The above description is only of the preferred embodiments of the present invention and is not intended to limit the present invention, but various modifications and variations can be made to the present invention by those skilled in the art. Any modification, equivalent replacement, improvement, etc. made within the spirit and principle of the present invention should be included in the protection scope of the present invention.

Claims (6)

1. An intraosseous support, comprising:

A first end portion (10), a second end portion (20) and a deformable support portion (30), the deformable support portion (30) comprising a plurality of support plates (31), a plurality of support plates (31) being disposed between the first end portion (10) and the second end portion (20), the plurality of support plates (31) surrounding to form a hollow structure, the plurality of support plates (31) having an initial state of being bent outwardly and an assembled state of being straightened, the support plates (31) being changeable from the assembled state to the initial state under predetermined conditions;

The first end (10) comprises an end plate (11) and a plurality of spinous processes (12) provided on the end plate (11); the end plate (11) is in a circular ring shape, at least part of the spinous process (12) is connected to the end plate (11), and the spinous process (12) extends into bone when the bone internal support is implanted into the bone so as to limit the movement and rotation of the bone internal support in the bone;

the outer surface of the supporting plate (31) is provided with a biological coating.

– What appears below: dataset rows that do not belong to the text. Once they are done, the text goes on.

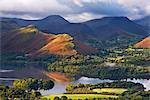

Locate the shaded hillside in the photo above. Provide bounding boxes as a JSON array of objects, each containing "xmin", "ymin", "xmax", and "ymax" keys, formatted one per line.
[
  {"xmin": 84, "ymin": 17, "xmax": 148, "ymax": 39},
  {"xmin": 2, "ymin": 15, "xmax": 148, "ymax": 41},
  {"xmin": 2, "ymin": 15, "xmax": 149, "ymax": 50},
  {"xmin": 2, "ymin": 15, "xmax": 94, "ymax": 40},
  {"xmin": 134, "ymin": 37, "xmax": 150, "ymax": 48},
  {"xmin": 1, "ymin": 23, "xmax": 96, "ymax": 56},
  {"xmin": 134, "ymin": 16, "xmax": 150, "ymax": 27}
]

2. The intraosseous support according to claim 1, wherein the spinous processes (12) are prismatic, the axes of a plurality of the spinous processes (12) being parallel to the end plate (11) and arranged radially.

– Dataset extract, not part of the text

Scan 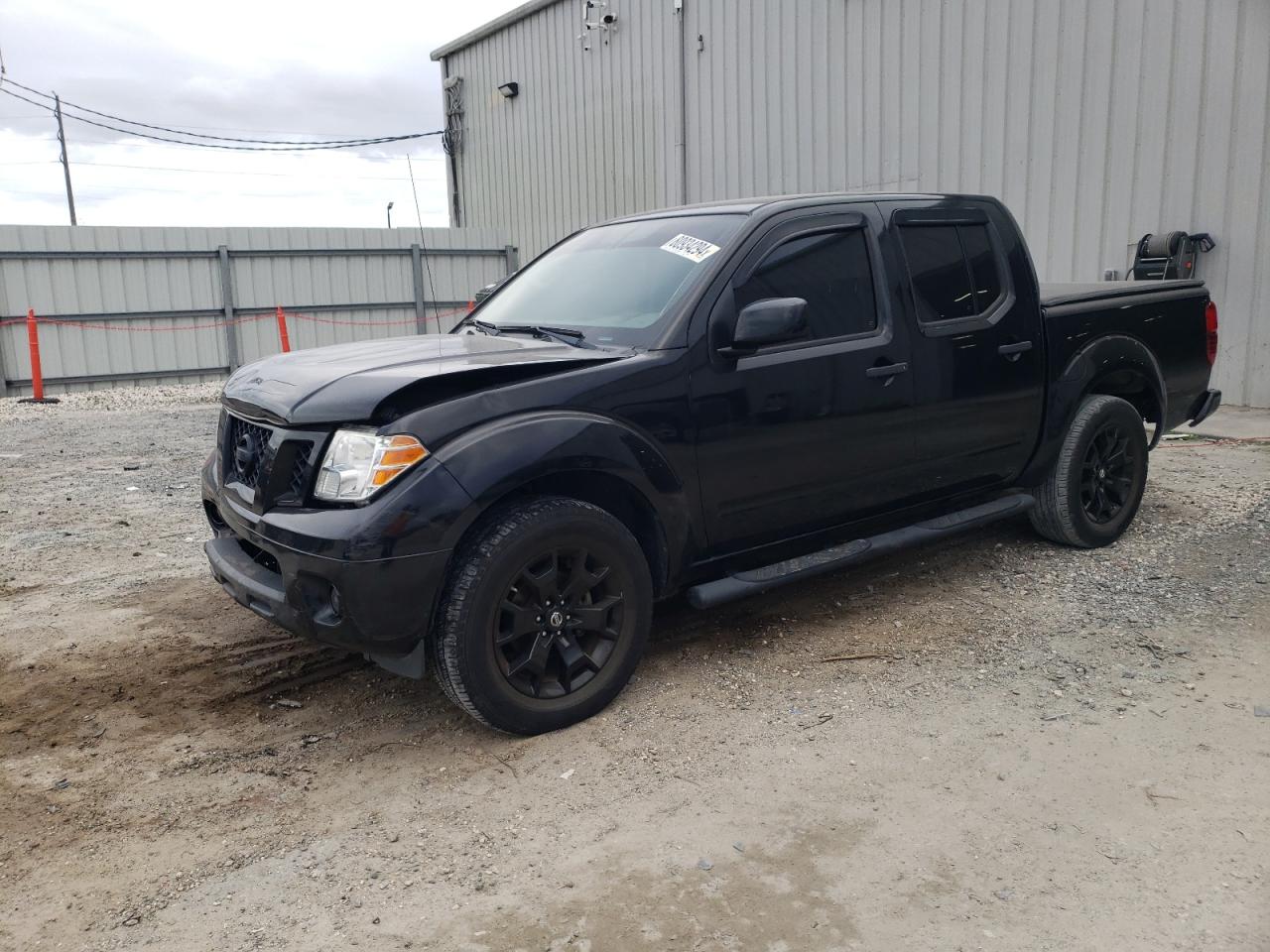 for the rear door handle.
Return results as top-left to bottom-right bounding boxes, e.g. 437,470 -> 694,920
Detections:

3. The intraosseous support according to claim 1, wherein the second end (20) comprises a cylindrical side wall.

4. The intraosseous support according to claim 1, wherein a material of the plurality of support plates (31) is a memory alloy.

5. The intraosseous support according to claim 1, wherein a material of the plurality of support plates (31) is nitinol.

6. The intraosseous support according to claim 1, wherein in the initial state, the outer surfaces of a plurality of the support plates (31) are located on the same spherical surface.